Comprehensive Capacity Optimization – Deduplication 2.0
Technology is great isn’t it? When someone thinks they have a new idea on the same old technology foundation they call it “X 2.0″. I have been watching the banter between analysts and vendors (specifically NTAP’s Dr. Dedupe and Permabit’s CEO Tom Cook) on the topic of Deduplication 2.0 and it is my belief that the proverbial boat is being missed (since we are using water analogies). I have been watching these guys hash it out for the past few weeks and decided I have to jump in. I find the real value to these conversations is the value to the end user. At the end of the day, it doesn’t really matter who ‘coined’ or ‘invented’ a term (like deduplication 2.0) but what does matter is if the term actually helps describe a technology and how that technology can be leveraged to make things better in the data center. We should focus on the implications of this new generation of deduplication – ‘deduplication 2.0’.

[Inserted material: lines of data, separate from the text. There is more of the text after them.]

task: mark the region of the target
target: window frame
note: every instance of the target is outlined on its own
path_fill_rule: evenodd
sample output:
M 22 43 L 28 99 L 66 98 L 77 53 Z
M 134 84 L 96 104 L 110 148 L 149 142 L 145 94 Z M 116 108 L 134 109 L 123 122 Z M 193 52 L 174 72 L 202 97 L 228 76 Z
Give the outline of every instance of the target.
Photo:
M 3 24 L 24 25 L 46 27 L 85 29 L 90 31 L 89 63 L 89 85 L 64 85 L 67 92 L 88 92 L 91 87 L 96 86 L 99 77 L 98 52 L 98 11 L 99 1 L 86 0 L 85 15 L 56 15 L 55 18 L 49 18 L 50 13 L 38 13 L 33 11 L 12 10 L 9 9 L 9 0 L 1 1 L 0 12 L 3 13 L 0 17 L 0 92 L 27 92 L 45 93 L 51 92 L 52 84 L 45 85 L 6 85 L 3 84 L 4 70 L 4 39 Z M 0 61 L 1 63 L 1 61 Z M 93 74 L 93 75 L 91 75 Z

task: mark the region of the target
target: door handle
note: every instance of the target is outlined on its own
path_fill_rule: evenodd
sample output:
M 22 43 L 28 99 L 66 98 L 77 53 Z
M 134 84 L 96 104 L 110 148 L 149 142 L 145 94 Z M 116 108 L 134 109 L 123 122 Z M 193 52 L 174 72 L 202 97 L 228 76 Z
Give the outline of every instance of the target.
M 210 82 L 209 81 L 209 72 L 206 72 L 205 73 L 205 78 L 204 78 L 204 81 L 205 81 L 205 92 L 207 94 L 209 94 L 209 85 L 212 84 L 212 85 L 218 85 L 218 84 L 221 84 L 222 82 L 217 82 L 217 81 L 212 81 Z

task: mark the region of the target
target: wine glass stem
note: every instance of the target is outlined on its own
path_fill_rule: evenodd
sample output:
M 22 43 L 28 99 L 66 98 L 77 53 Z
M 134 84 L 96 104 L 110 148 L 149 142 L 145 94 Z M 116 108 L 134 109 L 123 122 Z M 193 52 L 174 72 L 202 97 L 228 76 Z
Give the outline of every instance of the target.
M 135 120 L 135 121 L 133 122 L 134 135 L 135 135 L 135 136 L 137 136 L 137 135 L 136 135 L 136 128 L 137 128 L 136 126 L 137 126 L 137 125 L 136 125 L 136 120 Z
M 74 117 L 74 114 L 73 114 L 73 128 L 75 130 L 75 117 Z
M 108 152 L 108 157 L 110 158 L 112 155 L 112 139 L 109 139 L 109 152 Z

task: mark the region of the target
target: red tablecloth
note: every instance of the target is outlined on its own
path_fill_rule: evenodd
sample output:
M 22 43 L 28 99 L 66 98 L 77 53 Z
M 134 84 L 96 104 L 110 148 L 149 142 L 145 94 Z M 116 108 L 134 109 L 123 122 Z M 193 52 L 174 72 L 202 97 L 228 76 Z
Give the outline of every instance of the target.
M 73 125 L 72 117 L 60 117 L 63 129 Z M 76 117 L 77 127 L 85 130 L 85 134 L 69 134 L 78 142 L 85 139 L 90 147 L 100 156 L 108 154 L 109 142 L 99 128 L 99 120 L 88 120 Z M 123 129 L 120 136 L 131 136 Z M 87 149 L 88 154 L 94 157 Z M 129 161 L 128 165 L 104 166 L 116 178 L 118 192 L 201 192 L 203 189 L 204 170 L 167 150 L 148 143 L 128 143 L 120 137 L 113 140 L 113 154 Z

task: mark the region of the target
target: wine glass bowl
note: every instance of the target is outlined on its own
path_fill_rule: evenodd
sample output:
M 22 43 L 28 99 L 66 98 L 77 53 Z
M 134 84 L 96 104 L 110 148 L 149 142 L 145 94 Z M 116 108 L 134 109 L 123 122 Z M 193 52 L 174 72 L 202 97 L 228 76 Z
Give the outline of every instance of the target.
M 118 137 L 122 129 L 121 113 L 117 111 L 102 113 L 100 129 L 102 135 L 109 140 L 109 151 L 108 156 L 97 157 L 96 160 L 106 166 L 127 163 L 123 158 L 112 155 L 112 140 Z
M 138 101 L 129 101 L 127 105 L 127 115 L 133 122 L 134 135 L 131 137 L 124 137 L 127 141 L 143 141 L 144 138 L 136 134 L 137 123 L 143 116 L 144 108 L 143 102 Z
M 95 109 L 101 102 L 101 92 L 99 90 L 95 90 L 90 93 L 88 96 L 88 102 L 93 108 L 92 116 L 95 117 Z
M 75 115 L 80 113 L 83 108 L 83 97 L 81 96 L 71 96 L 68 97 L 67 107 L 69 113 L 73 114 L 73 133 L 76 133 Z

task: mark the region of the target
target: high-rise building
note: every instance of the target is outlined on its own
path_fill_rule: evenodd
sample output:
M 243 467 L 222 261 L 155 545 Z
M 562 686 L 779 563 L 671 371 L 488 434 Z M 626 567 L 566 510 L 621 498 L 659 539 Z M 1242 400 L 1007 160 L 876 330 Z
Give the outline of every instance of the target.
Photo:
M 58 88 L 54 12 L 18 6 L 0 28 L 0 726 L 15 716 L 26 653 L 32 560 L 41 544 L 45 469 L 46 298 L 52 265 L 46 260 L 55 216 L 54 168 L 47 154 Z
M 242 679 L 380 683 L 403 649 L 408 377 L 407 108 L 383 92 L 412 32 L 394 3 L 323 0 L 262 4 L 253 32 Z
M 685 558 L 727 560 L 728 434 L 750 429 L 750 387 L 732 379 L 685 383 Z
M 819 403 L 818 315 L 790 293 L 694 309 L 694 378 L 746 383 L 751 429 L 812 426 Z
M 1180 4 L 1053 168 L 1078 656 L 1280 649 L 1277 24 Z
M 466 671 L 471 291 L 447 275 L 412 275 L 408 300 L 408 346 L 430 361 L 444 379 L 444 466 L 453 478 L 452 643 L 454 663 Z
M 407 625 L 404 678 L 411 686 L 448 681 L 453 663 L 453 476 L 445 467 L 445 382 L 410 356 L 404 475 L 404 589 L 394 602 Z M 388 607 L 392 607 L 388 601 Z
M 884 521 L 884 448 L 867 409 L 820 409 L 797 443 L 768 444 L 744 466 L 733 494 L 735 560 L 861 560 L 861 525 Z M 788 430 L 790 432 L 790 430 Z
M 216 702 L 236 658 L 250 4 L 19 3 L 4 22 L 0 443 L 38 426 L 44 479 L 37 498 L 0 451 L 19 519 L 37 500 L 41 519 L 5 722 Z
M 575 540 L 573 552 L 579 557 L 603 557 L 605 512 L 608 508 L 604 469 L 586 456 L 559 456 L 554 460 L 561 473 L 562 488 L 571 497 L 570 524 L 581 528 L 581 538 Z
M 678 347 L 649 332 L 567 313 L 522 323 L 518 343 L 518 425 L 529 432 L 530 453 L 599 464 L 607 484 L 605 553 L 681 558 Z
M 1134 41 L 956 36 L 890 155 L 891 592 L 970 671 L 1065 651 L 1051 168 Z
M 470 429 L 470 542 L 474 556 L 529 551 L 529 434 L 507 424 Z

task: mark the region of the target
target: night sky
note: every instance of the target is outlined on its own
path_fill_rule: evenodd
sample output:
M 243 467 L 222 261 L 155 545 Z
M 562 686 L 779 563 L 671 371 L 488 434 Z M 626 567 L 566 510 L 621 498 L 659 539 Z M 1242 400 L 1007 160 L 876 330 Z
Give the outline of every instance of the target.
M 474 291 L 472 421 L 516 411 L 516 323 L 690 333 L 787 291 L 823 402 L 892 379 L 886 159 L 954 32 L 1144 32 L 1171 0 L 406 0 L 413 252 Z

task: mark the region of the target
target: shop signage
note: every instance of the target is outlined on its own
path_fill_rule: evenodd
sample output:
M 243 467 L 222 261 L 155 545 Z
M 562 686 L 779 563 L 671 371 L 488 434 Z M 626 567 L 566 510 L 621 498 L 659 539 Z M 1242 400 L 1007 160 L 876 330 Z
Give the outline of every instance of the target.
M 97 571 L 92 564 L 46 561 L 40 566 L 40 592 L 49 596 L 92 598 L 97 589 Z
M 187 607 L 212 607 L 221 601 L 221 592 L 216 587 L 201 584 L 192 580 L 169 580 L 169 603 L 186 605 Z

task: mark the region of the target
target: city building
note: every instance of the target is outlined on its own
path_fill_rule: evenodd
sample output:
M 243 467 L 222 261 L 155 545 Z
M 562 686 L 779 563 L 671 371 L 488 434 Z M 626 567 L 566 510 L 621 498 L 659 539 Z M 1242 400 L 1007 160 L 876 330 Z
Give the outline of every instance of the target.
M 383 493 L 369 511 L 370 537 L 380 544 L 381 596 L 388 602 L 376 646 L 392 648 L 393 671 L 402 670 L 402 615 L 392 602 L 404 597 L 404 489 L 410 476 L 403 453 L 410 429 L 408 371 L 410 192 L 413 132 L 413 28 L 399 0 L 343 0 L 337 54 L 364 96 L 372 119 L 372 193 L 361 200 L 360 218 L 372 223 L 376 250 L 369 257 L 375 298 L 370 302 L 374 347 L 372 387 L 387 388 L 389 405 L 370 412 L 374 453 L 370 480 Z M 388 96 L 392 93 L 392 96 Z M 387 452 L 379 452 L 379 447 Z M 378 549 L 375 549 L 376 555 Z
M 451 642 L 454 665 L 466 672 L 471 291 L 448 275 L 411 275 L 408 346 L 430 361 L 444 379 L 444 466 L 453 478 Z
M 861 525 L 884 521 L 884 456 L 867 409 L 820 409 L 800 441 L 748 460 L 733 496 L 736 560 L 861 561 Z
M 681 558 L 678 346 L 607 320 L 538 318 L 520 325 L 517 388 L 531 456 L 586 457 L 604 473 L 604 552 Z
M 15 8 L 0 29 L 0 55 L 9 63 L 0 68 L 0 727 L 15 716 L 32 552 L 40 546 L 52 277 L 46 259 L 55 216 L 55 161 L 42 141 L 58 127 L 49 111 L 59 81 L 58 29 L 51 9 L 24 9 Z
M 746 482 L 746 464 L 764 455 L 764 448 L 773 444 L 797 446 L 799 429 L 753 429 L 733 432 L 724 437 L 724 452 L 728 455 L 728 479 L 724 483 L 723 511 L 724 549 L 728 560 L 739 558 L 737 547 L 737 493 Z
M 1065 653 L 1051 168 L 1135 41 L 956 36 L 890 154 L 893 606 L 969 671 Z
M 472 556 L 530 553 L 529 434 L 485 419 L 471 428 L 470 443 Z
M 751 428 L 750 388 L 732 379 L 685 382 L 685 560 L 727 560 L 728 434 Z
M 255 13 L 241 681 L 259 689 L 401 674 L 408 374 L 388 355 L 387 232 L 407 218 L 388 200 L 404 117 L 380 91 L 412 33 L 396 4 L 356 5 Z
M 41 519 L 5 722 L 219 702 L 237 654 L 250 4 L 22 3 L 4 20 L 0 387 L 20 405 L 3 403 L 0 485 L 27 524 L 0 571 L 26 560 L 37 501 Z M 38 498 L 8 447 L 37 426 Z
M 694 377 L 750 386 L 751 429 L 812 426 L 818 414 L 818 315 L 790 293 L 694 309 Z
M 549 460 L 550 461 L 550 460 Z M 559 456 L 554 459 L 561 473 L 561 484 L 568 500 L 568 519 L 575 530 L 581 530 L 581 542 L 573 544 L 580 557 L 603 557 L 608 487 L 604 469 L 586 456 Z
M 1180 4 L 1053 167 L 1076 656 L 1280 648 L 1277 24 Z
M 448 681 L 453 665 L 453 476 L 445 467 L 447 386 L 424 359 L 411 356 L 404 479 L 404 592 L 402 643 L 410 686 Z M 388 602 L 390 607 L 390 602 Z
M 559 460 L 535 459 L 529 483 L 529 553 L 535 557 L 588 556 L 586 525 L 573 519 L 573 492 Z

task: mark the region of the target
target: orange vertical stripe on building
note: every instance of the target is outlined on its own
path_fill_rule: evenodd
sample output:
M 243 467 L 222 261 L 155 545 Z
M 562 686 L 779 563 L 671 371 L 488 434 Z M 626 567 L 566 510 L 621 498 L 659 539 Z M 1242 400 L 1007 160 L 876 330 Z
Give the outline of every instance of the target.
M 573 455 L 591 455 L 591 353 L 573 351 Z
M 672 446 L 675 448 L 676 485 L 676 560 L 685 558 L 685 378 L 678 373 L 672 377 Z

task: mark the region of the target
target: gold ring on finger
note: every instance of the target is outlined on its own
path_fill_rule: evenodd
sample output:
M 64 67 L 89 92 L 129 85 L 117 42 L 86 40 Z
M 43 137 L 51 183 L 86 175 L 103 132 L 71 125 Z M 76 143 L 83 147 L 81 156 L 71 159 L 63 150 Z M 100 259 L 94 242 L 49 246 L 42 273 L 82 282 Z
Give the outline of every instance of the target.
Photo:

In May I delivered a presentation to a number of EMC customers on the topic of Data Deduplication 2.0 – Comprehensive Capacity Optimization. The point of my presentation was simple (and keep in mind this was before the Data Domain acquisition); there are a number of capacity optimization technologies/capabilities that are available to customers today. Originally these deduplication technologies were used primarily for backup purposes but slowly, deduplication is making its way into primary storage. Deduplication in primary storage makes a lot of sense FOR DATA THAT IS STATIC. Why only static data? Static data is data that isn’t used frequently (doesn’t mean it’s not important, it just simply is not accessed often); because access to this data is infrequent, the performance requirements for this data is less than that of active data. Remember; nothing in IT is free. If I deduplicate data, in order to use it, I must ‘rehydrate’ it and thus there is a performance implication so I want to be careful where I deduplicate data so as not to inhibit performance on production data.